Strong writing this week shows Language Choices applied consistently — not just in isolated moments. Assessors look for precision that serves this task: structural mechanisms named exactly and precise distinctions made at key argumentative moments.

What markers scan for

  • Language Choices applied consistently throughout — not only in isolated moments.
  • The specific task and topic visibly shaping how the strand is demonstrated.

Score Bands

  • Basic

    Language Choices is present but applied inconsistently or only at a surface level.

  • Strong

    Language Choices is applied consistently, with genuine understanding of what this task requires.

  • Excellent

    Language Choices is applied with sustained precision throughout, shaped by the specific demands of this task.

Now read · Student sample

Should Federal Politicians Have Term Limits?

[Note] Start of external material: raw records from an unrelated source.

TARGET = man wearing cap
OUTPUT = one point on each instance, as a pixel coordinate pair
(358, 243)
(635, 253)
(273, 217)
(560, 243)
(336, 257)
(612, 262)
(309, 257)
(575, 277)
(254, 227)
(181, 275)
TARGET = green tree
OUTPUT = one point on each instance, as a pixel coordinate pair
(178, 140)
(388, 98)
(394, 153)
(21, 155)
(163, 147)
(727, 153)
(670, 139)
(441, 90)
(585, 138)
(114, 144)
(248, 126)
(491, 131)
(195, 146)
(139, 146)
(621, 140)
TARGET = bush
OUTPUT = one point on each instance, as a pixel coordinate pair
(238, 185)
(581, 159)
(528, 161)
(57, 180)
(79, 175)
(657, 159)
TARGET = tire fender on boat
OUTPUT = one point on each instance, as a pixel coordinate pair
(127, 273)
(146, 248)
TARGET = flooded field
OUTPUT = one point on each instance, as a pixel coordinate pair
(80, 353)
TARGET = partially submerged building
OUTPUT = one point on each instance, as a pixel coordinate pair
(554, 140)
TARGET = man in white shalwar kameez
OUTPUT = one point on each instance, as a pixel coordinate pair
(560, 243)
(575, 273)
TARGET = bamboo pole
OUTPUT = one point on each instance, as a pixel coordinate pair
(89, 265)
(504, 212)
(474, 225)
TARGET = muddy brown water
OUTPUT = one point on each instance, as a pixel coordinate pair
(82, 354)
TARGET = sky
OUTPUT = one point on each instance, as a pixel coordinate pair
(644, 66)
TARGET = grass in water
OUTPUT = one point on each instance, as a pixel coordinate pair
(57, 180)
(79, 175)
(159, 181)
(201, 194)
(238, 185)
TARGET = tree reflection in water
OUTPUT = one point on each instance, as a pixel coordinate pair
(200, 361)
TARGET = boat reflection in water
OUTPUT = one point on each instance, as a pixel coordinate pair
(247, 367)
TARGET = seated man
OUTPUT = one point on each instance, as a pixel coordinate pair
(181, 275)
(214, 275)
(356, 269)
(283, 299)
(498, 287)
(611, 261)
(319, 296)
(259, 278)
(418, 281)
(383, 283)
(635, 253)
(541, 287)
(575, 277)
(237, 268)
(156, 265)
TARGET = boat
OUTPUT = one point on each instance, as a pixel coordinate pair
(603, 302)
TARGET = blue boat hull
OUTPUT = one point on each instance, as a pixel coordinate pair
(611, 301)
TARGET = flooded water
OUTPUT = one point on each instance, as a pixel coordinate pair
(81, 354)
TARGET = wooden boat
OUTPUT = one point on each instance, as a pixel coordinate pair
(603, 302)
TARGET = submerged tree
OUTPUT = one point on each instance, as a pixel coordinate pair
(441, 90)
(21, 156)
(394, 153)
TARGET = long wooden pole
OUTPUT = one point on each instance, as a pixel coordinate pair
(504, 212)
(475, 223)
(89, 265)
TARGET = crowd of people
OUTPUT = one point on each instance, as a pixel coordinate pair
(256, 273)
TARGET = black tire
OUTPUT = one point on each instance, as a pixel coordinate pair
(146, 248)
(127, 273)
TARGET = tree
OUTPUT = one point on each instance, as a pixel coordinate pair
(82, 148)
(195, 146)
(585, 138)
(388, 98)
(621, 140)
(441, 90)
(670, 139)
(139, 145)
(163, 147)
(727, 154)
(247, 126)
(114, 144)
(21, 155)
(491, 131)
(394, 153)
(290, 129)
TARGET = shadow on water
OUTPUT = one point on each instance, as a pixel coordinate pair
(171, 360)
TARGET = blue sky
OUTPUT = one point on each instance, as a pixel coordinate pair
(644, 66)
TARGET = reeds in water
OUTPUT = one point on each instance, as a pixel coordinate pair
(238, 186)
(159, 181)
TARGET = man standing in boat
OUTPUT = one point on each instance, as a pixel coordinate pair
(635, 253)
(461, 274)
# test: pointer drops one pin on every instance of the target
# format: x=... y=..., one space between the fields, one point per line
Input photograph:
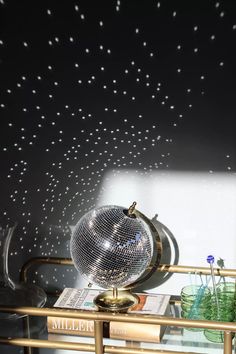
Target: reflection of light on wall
x=198 y=208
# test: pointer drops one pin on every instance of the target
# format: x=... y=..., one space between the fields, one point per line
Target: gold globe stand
x=120 y=300
x=99 y=317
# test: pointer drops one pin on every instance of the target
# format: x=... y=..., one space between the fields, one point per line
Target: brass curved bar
x=37 y=343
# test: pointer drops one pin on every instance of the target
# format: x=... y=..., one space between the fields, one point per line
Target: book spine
x=116 y=330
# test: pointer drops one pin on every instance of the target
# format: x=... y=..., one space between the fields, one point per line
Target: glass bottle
x=12 y=293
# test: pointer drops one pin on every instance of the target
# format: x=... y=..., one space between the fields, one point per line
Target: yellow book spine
x=118 y=330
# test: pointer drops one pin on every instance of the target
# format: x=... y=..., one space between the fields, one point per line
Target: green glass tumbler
x=195 y=303
x=225 y=311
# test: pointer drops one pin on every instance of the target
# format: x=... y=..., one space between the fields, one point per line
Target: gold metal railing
x=100 y=317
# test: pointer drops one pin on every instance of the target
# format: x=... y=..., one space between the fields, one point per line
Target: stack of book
x=82 y=299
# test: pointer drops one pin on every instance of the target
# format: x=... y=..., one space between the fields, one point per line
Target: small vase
x=11 y=293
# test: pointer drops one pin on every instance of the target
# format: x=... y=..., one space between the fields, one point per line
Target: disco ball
x=113 y=246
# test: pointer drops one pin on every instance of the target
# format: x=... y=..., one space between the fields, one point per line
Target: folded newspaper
x=82 y=299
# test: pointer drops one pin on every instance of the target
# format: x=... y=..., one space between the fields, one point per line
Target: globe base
x=115 y=300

Year 10 sample · \~300 words

Student sample for assessment

Written by a Year 10 student in Mackay, Queensland, Australia.

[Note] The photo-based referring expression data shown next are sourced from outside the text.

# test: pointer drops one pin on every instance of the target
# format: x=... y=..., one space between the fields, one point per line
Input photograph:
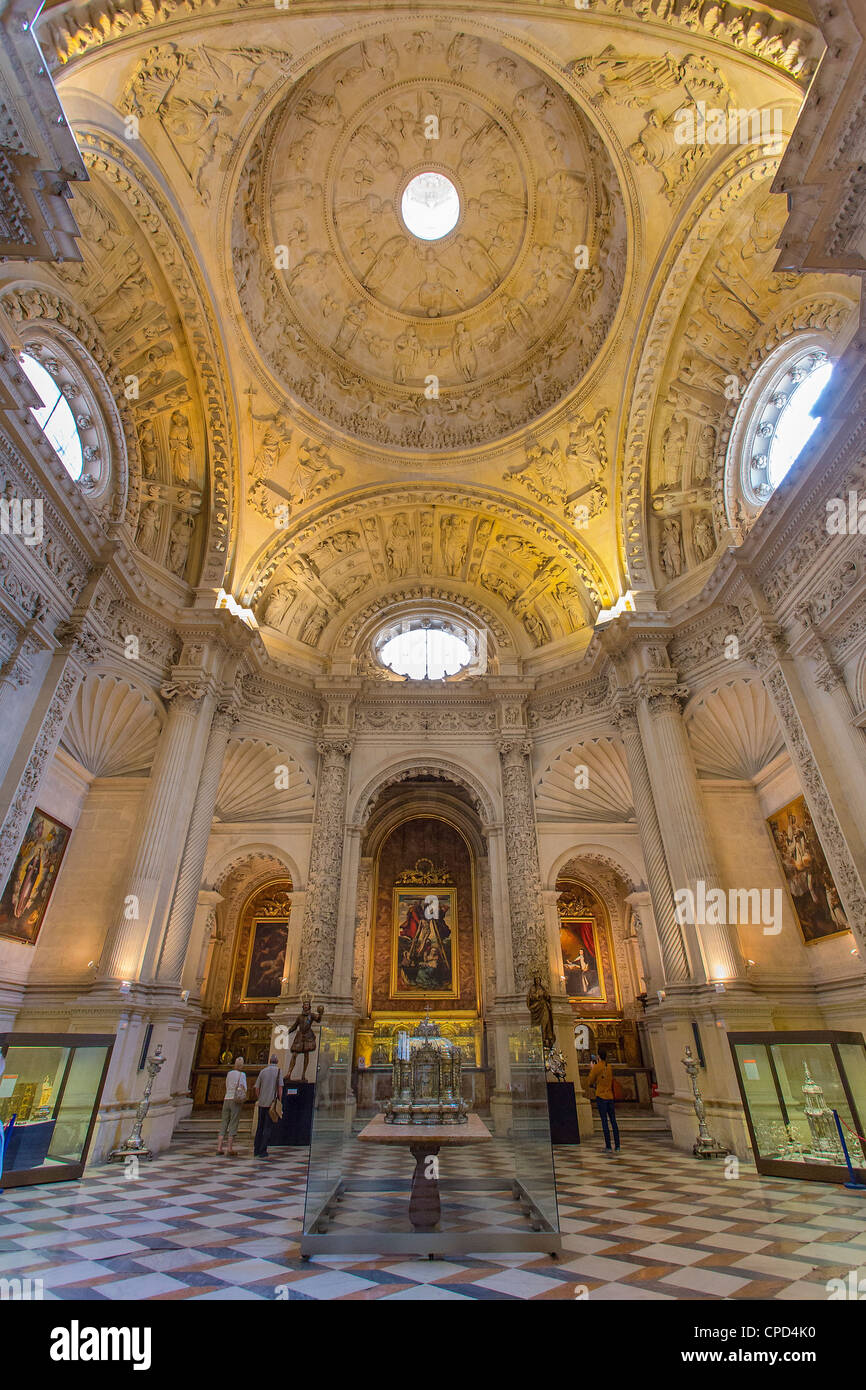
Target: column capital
x=334 y=749
x=81 y=640
x=513 y=749
x=184 y=695
x=626 y=713
x=225 y=716
x=663 y=697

This submission argues in favour of introducing term limits for elected politicians at the federal level in Australia, on the grounds that unlimited tenure creates structural incentives that are inconsistent with democratic accountability. The case for term limits rests on a straightforward structural observation: politicians who can stand for re-election indefinitely are subject to two forms of incentive that can conflict with good governance. The first is the incentive to prioritise electoral survival over policy substance — taking positions that are popular with core supporters rather than those that are evidence-based and in the long-term public interest. The second is the accumulation of power and resources that comes with long tenure: relationships with industry, familiarity with the mechanisms of influence and the institutional advantages of incumbency all compound over time in ways that reduce the competitive fairness of elections. Term limits address both incentives by ensuring that all elected members are eventually required to face the end of their tenure, regardless of their accumulated power. The most common objection is that term limits remove experienced and effective legislators from positions they are still capable of filling. This is a genuine cost. Experience in legislative processes, institutional knowledge and established working relationships across party lines have value that cannot be immediately replaced. However, this objection proves too much: by the same logic, the judiciary, the public service and the military should also have no term limits or mandatory retirement ages, which is not a position most democracies adopt. The value of accountability and the prevention of entrenchment are held, in other institutional contexts, to outweigh the value of accumulated individual experience. The case for applying the same reasoning to elected politicians is not obviously weaker. The committee is invited to recommend the introduction of a three-term limit for members of the House of Representatives and a two-term limit for senators, with transitional arrangements for current serving members.